New York real estate heir, Robert Durst is in hospital with COVID-19 and on a ventilator just two days after he was sentenced in court to life in prison for murdering one of his best friends in 2000.
Durst, 78, who appeared very ill during his sentencing on Thursday, ‘looked worse than I’ve ever seen him,’ lawyer Dick DeGuerin told the Los Angeles Times.
Dick said he was notified that Durst was admitted after testing positive for Covid. He said Durst is on a ventilator but he had no other details about his condition.
The Los Angeles Superior Court said in a statement that it had been told someone present for the sentencing hearing for Durst on Thursday had tested positive.
“As a result, the court will follow health guidelines for assessing close contacts of the infected individual,” the statement read.
For the first-degree murder of Susan Berman with intention of killing a witness, 78-year-old Durst was sentenced to life in prison without the possibility of parole at the Inglewood Courthouse in Los Angeles Superior Court on Thursday.
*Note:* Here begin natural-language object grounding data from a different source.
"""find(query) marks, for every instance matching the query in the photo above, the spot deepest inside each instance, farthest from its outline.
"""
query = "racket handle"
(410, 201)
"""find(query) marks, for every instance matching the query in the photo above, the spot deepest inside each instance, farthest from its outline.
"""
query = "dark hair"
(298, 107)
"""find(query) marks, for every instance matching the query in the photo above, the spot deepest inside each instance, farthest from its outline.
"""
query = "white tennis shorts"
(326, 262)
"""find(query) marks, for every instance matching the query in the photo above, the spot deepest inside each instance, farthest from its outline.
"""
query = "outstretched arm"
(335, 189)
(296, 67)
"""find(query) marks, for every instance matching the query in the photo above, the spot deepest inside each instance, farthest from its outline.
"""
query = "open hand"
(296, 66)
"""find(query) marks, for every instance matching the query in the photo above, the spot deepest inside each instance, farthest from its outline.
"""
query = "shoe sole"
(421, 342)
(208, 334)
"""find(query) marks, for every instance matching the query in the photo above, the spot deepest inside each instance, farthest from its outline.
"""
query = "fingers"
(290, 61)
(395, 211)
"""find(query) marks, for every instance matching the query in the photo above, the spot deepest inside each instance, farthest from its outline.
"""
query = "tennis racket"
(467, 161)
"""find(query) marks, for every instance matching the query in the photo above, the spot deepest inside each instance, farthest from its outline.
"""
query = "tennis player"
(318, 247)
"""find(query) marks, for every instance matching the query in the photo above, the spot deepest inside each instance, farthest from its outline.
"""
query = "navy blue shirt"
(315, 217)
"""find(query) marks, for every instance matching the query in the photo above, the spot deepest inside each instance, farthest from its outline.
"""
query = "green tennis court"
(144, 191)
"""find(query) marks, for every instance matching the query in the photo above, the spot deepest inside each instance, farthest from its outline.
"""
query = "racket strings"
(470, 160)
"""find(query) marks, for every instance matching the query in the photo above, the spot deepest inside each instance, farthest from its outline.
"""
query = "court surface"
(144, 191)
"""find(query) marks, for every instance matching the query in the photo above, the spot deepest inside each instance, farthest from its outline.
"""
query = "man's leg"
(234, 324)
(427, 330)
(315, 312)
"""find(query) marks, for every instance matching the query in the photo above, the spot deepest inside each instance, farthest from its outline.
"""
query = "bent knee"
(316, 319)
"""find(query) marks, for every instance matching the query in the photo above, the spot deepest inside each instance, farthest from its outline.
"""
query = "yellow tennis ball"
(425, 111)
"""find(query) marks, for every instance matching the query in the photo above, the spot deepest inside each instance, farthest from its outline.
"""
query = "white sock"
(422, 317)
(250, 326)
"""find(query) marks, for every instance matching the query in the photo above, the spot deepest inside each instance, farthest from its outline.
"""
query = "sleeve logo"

The court heard how Berman’s death left a permanent hole in the lives of family members who remembered her for her adventurousness, creativity and deep love and loyalty.
‘It has been a daily, soul-consuming and crushing experience,’ Sareb Kaufman, who considered Berman his mother after his father dated her, said in a powerful victim impact statement. ‘I’ve lost everything many times over because of him.’
The killing had been a mystery that haunted family and friends for 15 years before Durst was arrested in 2015 following his unwise decision to participate in a documentary that unearthed new evidence and caught him in a stunning confession.
The 78 year old who has numerous medical issues, sat in a wheelchair with a catatonic stare during much of the sentencing hearing.
He had been convicted in Los Angeles Superior Court last month of first-degree murder for shooting Susan Berman point-blank in the back of the head at her home in December 2000.
Mr DeGuerin said on Thursday that Durst will appeal.
Durst, a multimillionaire whose grandfather founded one of New York City’s premier real estate companies, was also a suspect but never charged in the disappearance of his wife Kathleen McCormack, who went missing in New York in 1982.